E l'elenco delle buone notizie non termina qui. Nei maggiori centri europei, gruppi consapevoli di cittadini si sono organizzati autonomamente, creando una fitta rete di mobilitazione transnazionale: Pulse of Europe.
Il movimento, fondato negli ultimi mesi del 2016 da un avvocato tedesco, Daniel Röder, propone una campagna politica a lungo termine, che raccoglie adesioni spontanee di cittadini di ogni colore politico sotto la bandiera europea, riunendo ogni domenica pomeriggio centinaia di persone nelle piazze di più di quaranta città diverse; la lista, inoltre, sembra aumentare vistosamente.

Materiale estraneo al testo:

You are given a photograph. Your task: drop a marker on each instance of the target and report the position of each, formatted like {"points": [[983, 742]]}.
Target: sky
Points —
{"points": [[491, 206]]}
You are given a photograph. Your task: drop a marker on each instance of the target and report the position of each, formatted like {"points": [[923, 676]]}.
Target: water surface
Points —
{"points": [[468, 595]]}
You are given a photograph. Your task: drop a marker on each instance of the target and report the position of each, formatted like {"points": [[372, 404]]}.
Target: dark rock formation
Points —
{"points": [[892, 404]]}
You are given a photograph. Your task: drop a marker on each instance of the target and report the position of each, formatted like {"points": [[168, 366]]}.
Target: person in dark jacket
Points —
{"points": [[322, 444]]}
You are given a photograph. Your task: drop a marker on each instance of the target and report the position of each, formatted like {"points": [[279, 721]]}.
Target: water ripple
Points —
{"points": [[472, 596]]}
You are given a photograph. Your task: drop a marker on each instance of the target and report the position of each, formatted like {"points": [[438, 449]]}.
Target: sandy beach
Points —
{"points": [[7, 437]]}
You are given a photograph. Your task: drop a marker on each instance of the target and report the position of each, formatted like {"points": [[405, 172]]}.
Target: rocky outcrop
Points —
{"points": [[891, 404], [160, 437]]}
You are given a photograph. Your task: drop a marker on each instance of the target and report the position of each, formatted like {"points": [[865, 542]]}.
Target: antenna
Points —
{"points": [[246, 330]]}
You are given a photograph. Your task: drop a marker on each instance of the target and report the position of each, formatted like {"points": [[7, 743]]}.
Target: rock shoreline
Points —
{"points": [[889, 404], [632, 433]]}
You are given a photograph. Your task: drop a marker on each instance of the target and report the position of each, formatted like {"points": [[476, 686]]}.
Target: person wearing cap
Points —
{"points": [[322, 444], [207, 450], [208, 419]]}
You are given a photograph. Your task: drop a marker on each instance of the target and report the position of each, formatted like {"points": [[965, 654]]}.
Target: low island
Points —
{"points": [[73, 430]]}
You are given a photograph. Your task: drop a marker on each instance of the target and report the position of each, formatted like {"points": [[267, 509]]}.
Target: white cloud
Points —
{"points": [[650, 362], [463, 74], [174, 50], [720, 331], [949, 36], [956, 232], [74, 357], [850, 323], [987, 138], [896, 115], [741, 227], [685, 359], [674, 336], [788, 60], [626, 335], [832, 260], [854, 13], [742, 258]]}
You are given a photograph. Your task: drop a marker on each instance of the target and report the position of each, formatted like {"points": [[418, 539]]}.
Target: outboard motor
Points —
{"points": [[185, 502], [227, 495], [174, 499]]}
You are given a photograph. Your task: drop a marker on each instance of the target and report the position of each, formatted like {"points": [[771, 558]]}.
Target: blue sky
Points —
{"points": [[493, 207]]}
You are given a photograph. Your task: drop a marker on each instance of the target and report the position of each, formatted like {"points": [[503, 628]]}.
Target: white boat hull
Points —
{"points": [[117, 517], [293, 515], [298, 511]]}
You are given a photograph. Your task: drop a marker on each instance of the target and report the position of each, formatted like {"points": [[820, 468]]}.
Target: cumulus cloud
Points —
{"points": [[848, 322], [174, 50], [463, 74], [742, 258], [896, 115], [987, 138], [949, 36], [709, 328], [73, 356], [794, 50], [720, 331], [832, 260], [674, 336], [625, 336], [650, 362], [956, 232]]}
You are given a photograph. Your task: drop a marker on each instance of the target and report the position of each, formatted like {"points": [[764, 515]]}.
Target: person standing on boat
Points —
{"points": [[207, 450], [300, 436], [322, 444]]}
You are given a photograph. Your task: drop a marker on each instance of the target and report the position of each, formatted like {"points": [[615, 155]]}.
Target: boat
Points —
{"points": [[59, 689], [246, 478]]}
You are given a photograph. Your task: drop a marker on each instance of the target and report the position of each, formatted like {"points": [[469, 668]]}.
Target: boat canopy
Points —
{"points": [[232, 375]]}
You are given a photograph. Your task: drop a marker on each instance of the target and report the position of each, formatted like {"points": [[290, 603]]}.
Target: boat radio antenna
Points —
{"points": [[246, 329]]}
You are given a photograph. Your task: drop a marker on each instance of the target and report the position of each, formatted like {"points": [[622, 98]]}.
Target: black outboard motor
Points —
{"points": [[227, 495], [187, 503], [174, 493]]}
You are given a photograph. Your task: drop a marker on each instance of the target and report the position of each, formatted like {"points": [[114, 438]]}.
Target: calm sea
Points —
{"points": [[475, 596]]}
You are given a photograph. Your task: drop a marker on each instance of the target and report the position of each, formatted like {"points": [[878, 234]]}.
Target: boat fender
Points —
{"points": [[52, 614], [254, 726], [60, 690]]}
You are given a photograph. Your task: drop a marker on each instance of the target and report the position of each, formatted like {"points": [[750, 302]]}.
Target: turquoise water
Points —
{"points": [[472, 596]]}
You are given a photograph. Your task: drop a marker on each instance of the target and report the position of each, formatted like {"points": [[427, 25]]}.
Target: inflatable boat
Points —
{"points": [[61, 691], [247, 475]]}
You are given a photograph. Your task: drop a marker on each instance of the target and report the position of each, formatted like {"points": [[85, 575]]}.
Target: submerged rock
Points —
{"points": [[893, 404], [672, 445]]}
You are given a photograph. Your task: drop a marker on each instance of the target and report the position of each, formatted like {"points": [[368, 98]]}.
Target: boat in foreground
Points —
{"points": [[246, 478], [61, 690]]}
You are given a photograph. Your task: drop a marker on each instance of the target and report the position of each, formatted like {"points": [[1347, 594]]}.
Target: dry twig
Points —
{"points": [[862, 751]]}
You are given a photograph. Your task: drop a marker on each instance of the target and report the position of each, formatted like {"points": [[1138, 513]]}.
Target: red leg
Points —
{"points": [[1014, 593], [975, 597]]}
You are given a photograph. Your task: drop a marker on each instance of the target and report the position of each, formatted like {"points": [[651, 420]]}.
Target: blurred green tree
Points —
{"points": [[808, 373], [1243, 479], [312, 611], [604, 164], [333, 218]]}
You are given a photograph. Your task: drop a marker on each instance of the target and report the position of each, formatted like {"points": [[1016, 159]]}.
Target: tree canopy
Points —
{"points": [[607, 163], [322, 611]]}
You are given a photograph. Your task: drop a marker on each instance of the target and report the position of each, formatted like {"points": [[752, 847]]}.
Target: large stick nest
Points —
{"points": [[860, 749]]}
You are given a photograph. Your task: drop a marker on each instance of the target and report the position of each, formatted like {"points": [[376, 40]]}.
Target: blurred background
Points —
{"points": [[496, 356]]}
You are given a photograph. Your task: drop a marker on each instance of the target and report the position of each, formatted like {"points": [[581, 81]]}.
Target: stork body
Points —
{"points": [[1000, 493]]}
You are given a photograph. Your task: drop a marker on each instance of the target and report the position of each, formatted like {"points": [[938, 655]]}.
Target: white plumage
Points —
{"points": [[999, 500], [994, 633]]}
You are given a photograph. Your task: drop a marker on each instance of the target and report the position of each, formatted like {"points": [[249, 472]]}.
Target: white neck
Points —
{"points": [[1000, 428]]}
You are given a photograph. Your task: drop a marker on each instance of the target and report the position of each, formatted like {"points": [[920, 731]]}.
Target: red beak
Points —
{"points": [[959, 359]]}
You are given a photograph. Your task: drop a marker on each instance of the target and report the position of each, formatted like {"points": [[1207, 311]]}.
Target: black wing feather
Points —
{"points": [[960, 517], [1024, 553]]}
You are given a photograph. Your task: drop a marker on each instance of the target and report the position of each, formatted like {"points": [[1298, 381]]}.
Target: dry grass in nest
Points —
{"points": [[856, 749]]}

Proprio come un battito, ritmicamente, questo movimento ribadisce con costanza un messaggio semplice ma forte, condividendo un motto caro a noi federalisti: “Federazione Europea Subito!”; migliaia sono i cittadini che hanno aderito all'iniziativa, e il successo è stato strepitoso.
Un osservatore attento, dotato di senso critico, coglierà senza dubbio il senso profondo di questa mobilitazione spontanea, nonché il suo valore politico.

Erano anni che la classe politica europea, intimorita, aspettava prese di posizione decise, manifestazioni di quella passione europea placata dalla lenta nenia delle politiche nazionali.
Jean Claude Juncker stesso, durante la sessione plenaria del 5 Aprile al Parlamento Europeo, ha dichiarato di aver colto il forte desiderio espresso il 25 Marzo da migliaia di europei, usando queste parole appassionate:
“Mentre eravamo riuniti a Roma, nello stesso momento, in molte città europee, una mobilitazione cittadina e popolare in favore del nostro progetto comune si esprimeva con vigore. Vorrei salutare, con una certa emozione, tutti quelli che per le nostre strade e nelle nostre piazze pubbliche marciano per l'Europa. Mi ricordano l'ardore dei padri fondatori dell'Europa.”
Dal morboso mare delle pulsioni popolari sembra emergere, sospinto da un vento provvidenziale che ha gonfiato le vele europeiste in Austria, Olanda e Francia, uno schieramento cittadino attivo, apartitico e transnazionale che invoca a gran voce un'Europa unita, democratica, solidale, cioè federale.
L'energia che scaturisce dal turbinoso sentiment di questa maggioranza dovrà essere saggiamente incanalata dalle forze politiche progressiste più illuminate, per indirizzare gli sforzi e le passioni nelle maglie rigide dell'organizzazione politica, creando un consenso reale e politicamente rappresentato, non ulteriormente ignorabile dai media e dalle istituzioni, che talvolta si rivelano vili peccatori d'ignavia.